You also might want to give a look at Mavenizer, a little tool I have created which helps in mavenizing third party libraries. It handles transitive dependencies:
http://mavenizer.sourceforge.net/
Kind regards,
Cédric
Feb 01, 2008 @ 22:37:02
I suffered also when I tried it first until I found that a nice guy in codehaus is maintaining a POM.
So now I have only:
>dependencies<
>dependency<
>groupId<junit>/groupId<
>artifactId<junit>/artifactId<
>version<3.8.1>/version<
>scope<test>/scope<
>/dependency<
>dependency<
>groupId<org.codehaus.mojo.hibernate3>/groupId<
>artifactId<maven-hibernate3-jdk15>/artifactId<
>version<2.0-alpha-1>/version<
>/dependency<
>dependency<
>groupId<org.apache.derby>/groupId<
>artifactId<derby>/artifactId<
>version<10.2.2.0>/version<
>/dependency<
>/dependencies<
I used JavaDB and so build a JUnit test that can run without container.

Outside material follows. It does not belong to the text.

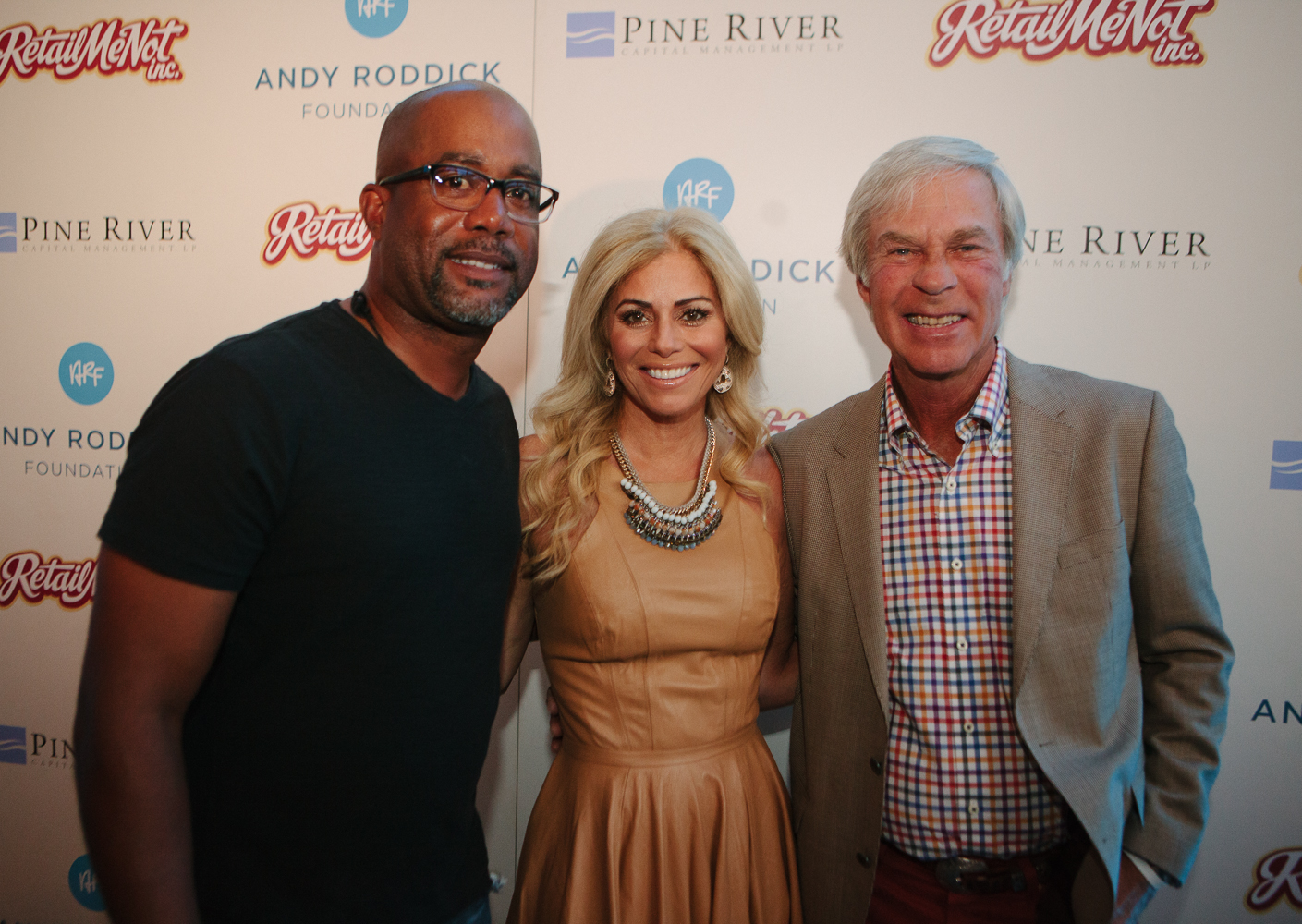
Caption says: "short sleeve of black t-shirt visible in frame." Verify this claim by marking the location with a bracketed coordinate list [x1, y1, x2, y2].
[100, 303, 519, 923]
[100, 347, 295, 590]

The code full runnable code is here, and the blog entry here.
May 15, 2010 @ 21:51:42
Thanks, this blog aided me somewhat in narrowing down some issues with the latest version, Why do they always seem to leave out vital documentation when they release a new version? It may be trivial to them but not to me. I’m sure we’re not alone.